Core Value | Reveal Truth

“Trying to separate Christianity from culture is like trying to extract the flour from a baked cake: it is a fool’s errand that destroys what it examines and only creates a useless mess…. often, principles that harmonize beautifully in the Bible are wrenched apart and set up as absolutes on opposite sides of a debate by the ‘divorce artists’ of contemporary politics and cultural theory.” - Christopher Watkin, Biblical Critical Theory

As a leader in the life of 7MR, you are constantly encountering moments where it feels like the only option is either to embrace “secular” cultural ideologies fully or to reject them completely. Instead, the resources below challenge you to a more nuanced approach - inviting you to see how we as believers can engage the culture in a more sustainable and in fact biblical way.


Once More, Christ and Culture

Brad East offers a rich, admittedly dense, argument for how the church should engage the culture. Read this one slowly - it’s worth the effort!

Article (20 min)

reflection questions After reading

How have you approached thinking about the relationship between the church and the culture in the past?

Do you agree with East’s “Resistance, Repentance, Reception, Reform” model for cultural engagement? What questions do you still have?
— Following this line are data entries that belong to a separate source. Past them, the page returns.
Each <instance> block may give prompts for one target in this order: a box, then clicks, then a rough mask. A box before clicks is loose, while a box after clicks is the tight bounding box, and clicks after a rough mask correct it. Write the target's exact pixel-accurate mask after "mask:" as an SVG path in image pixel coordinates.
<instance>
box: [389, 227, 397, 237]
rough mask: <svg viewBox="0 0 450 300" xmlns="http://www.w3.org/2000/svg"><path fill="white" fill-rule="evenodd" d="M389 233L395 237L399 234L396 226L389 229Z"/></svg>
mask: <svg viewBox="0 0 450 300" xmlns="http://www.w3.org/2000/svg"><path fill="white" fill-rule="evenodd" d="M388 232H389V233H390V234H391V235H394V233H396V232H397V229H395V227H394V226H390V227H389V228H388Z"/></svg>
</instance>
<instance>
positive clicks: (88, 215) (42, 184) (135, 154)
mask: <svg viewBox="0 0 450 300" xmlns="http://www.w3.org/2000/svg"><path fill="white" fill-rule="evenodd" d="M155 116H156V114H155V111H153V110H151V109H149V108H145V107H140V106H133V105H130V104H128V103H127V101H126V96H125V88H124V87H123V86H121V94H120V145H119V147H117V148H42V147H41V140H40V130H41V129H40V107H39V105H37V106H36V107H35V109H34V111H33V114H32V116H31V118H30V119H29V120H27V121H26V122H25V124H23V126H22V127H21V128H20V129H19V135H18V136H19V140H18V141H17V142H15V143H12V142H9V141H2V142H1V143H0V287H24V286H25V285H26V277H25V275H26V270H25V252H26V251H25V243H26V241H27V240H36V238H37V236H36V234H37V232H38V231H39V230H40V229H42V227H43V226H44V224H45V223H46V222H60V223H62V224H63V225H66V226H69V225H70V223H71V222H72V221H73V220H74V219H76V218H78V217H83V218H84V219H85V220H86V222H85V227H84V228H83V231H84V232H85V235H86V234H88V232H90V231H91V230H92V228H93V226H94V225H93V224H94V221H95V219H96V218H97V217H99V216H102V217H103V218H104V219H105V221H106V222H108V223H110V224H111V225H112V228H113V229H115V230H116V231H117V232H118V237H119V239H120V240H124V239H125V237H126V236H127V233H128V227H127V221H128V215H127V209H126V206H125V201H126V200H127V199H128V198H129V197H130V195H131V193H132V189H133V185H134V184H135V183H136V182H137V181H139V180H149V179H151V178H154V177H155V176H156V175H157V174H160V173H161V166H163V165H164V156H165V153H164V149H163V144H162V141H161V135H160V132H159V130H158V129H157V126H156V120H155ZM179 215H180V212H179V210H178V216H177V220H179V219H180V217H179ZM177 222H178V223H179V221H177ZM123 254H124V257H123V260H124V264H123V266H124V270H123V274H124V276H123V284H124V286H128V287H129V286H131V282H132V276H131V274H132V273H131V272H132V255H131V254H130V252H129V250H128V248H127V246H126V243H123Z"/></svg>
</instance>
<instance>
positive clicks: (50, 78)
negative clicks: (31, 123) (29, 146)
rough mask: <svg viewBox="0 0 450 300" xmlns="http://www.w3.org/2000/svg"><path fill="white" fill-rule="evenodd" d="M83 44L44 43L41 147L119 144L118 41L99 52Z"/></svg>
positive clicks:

How do these 4 R’s play out practically in a House Church Environment?


Humble Cultural Engagement

In this talk, Tim Keller discusses how the Gospel revolutionizes the way that cultural renewal plays out in our day and age, and reveals that humility is actually the most fundamental value underpinning our engagement with the culture.

Video (25 min)

reflection questions After Watching

Keller says that there are three ways the Gospel changes how we engage culture:

1) The Gospel gives your heart the humility to appreciate the contributions of both Christians and non-Christians.

2) The Gospel gives you the courage to actually provoke the culture, respectfully.
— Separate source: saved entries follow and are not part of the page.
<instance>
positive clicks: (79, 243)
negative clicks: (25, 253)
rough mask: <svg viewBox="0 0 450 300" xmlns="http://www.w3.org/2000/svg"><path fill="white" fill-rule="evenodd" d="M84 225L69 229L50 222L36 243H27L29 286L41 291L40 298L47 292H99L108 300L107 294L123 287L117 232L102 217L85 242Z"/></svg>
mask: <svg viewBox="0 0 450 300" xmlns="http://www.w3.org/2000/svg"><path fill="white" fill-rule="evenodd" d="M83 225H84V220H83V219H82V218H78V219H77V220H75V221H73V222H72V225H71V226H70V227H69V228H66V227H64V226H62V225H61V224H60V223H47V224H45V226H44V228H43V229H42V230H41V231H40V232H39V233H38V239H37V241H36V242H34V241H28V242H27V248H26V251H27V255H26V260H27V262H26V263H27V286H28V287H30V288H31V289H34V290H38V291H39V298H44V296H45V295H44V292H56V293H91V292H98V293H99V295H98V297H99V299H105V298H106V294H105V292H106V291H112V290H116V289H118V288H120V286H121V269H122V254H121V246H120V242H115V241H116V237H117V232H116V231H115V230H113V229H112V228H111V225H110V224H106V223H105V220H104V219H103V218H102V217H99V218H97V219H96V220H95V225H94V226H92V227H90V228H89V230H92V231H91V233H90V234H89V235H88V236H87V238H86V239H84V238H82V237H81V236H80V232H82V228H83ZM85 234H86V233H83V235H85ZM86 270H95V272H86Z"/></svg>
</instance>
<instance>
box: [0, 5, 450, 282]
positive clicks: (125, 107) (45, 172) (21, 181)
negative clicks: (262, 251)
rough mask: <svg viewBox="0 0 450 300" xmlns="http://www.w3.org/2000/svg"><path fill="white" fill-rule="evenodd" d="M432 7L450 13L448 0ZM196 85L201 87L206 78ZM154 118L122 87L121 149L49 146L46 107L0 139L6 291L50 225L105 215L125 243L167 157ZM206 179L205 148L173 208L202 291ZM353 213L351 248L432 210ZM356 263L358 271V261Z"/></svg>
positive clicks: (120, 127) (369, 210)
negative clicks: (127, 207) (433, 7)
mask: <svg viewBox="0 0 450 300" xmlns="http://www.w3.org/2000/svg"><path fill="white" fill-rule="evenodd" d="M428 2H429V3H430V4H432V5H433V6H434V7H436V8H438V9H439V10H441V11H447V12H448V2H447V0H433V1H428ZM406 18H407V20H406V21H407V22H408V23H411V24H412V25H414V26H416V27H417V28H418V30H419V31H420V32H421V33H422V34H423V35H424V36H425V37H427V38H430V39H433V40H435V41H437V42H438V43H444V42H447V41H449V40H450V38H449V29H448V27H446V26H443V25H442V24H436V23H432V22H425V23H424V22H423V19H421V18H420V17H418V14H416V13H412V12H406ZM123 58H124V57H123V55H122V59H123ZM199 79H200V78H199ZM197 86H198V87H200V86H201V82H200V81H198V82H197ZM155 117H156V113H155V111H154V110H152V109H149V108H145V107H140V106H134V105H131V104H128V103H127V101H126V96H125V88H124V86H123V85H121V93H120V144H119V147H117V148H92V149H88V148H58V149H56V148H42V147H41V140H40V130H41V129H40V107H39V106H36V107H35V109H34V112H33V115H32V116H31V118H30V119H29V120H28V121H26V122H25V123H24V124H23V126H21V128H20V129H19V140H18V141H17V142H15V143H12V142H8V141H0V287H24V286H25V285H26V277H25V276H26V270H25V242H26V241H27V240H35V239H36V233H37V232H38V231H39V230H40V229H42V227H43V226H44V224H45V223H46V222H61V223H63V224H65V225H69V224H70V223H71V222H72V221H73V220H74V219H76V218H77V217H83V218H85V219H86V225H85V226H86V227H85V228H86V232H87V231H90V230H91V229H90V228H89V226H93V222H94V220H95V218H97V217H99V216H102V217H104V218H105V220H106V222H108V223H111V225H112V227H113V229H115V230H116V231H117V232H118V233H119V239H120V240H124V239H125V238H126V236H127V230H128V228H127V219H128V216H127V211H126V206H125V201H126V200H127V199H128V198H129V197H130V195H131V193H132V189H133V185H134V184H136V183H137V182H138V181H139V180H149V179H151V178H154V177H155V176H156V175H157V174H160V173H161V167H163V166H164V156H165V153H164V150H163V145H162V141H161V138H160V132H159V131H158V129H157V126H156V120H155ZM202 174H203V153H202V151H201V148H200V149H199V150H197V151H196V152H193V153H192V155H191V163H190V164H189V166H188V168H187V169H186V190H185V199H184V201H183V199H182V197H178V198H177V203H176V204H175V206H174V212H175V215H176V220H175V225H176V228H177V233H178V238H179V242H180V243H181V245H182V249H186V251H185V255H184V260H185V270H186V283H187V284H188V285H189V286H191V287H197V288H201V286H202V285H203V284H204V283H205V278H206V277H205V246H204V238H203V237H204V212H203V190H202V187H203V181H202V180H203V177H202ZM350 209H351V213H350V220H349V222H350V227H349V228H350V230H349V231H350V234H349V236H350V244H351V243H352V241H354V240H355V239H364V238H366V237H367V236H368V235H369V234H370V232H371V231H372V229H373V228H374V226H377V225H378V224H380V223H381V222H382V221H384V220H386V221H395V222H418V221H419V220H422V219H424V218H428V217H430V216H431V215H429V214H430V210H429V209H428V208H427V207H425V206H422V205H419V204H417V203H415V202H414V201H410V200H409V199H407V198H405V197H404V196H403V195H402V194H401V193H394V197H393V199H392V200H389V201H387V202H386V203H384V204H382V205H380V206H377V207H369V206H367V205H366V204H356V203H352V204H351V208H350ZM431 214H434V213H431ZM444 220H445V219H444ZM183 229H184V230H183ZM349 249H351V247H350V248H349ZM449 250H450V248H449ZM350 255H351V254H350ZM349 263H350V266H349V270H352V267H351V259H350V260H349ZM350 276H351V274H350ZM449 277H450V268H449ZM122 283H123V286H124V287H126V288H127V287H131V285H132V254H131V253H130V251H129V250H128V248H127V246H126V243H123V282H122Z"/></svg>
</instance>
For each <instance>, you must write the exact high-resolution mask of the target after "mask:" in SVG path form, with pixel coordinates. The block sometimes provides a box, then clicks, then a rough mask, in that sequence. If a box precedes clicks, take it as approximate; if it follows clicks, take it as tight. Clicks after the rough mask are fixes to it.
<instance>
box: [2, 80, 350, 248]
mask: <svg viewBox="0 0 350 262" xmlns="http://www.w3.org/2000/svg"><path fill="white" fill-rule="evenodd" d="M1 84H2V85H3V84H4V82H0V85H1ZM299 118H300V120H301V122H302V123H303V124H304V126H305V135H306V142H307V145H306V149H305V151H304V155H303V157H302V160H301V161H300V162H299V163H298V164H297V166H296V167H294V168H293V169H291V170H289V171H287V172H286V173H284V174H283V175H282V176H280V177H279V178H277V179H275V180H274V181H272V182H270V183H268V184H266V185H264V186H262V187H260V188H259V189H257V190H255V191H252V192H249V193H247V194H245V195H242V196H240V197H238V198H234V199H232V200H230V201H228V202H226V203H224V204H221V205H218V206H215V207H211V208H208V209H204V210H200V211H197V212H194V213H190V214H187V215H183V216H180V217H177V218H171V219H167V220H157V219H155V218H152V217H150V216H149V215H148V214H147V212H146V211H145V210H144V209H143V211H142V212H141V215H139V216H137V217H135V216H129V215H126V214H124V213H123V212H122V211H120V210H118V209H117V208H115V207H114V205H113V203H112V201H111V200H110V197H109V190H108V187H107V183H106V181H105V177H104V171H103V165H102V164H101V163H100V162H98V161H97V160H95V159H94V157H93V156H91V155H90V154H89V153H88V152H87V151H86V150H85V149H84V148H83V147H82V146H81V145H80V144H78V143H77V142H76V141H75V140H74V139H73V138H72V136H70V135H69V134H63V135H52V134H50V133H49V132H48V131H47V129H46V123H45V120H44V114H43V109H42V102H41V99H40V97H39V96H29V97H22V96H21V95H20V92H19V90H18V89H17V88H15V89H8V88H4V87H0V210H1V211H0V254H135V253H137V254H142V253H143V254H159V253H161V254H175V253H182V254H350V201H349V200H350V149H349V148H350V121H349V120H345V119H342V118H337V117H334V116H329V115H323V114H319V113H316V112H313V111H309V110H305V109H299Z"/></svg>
3) The Gospel shapes the way that you lead in your vocation.

Which of these three resonates with you the most? How can you practice these principles when engaging with non-believers that come in to the life of your House Church?


The Secular Creed: Engaging five contemporary claims

Here, McLaughlin engages and critiques five cultural “creed” statements: (1) black lives matter, (2) love is love, (3) gay rights are civil rights, (4) women’s rights are human rights, (5) transgender women are women. Highly relevant and practical for leaders in our setting.

Book

reflection questions After reading

Which of these five “secular creeds” have you encountered most? What have you learned from this book about how to engage that particular claim?

Consider past circumstances where these issues were raised in a HC setting. How did you address them then? Is there anything you would do differently now?

Distill one key takeaway and have a conversation with a close friend about what that is.